Whatever delivery method there is would likely have to be more complicated than a pill and might require skilled administration, limiting potential for widespread or quick use.

Rider's paper used two methods of administration: intraperitoneal injection (i.p.) and intranasal (i.n.). I.p. injection in mice is often used simply because it's easier than other forms of parenteral administration. I.n. basically consists of letting the mouse inhale the substance through its nose (see the short video below). Neither of these are complex in mice.

In humans, we don't know the best method of administration yet, and in fact it might vary from one virus to another. The equivalent of i.n. in people would just be a nose spray; i.p. would be an intravenous injection or IV drip. In mice, i.n. was effective in treating Influenza, partly because the lungs and airways are the tissues most affected by the virus. The same may be true in humans.

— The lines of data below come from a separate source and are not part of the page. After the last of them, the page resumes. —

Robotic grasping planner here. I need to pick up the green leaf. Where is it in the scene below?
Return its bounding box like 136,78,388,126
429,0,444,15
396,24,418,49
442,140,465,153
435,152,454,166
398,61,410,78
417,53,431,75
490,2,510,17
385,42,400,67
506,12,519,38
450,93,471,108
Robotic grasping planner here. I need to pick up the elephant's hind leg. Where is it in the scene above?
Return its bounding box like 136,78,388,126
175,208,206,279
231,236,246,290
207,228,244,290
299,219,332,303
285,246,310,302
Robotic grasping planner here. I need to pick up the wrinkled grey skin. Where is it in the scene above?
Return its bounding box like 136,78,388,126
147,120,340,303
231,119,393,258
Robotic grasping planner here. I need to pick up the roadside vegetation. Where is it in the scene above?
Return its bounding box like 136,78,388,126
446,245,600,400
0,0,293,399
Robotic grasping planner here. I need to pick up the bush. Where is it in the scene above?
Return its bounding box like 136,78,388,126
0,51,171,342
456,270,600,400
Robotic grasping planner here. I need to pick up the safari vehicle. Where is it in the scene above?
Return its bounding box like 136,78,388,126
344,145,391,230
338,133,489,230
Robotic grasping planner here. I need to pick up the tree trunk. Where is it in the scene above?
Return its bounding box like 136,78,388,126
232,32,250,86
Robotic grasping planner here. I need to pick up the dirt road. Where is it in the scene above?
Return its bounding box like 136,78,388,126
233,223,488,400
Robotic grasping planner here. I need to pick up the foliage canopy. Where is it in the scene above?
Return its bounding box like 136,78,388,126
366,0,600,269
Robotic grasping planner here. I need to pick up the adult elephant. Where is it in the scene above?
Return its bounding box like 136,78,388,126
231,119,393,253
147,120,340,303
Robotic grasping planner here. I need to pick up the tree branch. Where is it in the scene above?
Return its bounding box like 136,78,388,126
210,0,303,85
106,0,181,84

It's possible that oral administration will be possible in humans, particularly for viruses that affect the gut, but also systemic. Although DRACO is a protein, there are many well-established ways to effectively protect proteins from enzymes and early digestion (enteric coatings, for example).

Even though the most effective method of administration is something we intend to investigate, there's nothing here that limits the potential for widespread or quick use.

Dangerous: For DRACOs to work, it would be necessary to deliver a lot of protein to cells (because DRACOs have to get into all cells that might be infected). Based on the mouse studies reported by Dr. Rider, it seems possible that a gram or more of DRACO would need to be administered to humans

The doses used in the paper for i.p. were 0.8 to 2.5 mg in 200 ul (4 to 12.5 g/L concentration), or for i.n. 0.5 mg in 50 ul (10 g/L). The conventional rule-of-thumb scaling factor between mouse and human dosing is based on skin surface area. On a mg/kg basis, that works out to dividing by a factor of 12.3. So, a little math: 2.5 mg absolute / 50 g typical mouse = 50 mg/kg. Scaling to humans: 50 / 12.3 = 4.1 mg/kg. Scaling to a 70 kg human: 4.1 * 70 = 287 mg. If it ends up being possible to take it orally and in powder (perhaps lyophilized / freeze-dried) form, that's about the same as a medium-sized vitamin pill.

In terms of injection amount, assuming the i.p. concentration of 12.5 g/L, a 287 mg dose would be about 23 cc. Although that's too much fluid for I.M. or simple by-hand venous injection, it's easily done with an I.V. drip. Note that Rider doesn't say what the concentration of a saturated solution is; it's possible that we will be able to make it much more concentrated than he did.

However, there's an important caveat about the above numbers. Rider also measured the minimum dose at which DRACO was fully effective, and found it to be only 10 nM/L, which is unusually low as conventional drugs go; it's roughly the same order as human hormones. For example, the concentration of typical human thyroid hormone (T4) is about 100 nM/L. The oral dose of T4 required to maintain homeostasis is on the order of 100 mcg/day. If we crudely apply the same scaling to DRACO, it suggests a dose of only 10 mcg might be enough to achieve the effective in-cell level of 10 nM/L. That's a factor of some 28 million less than the dose used in the original study.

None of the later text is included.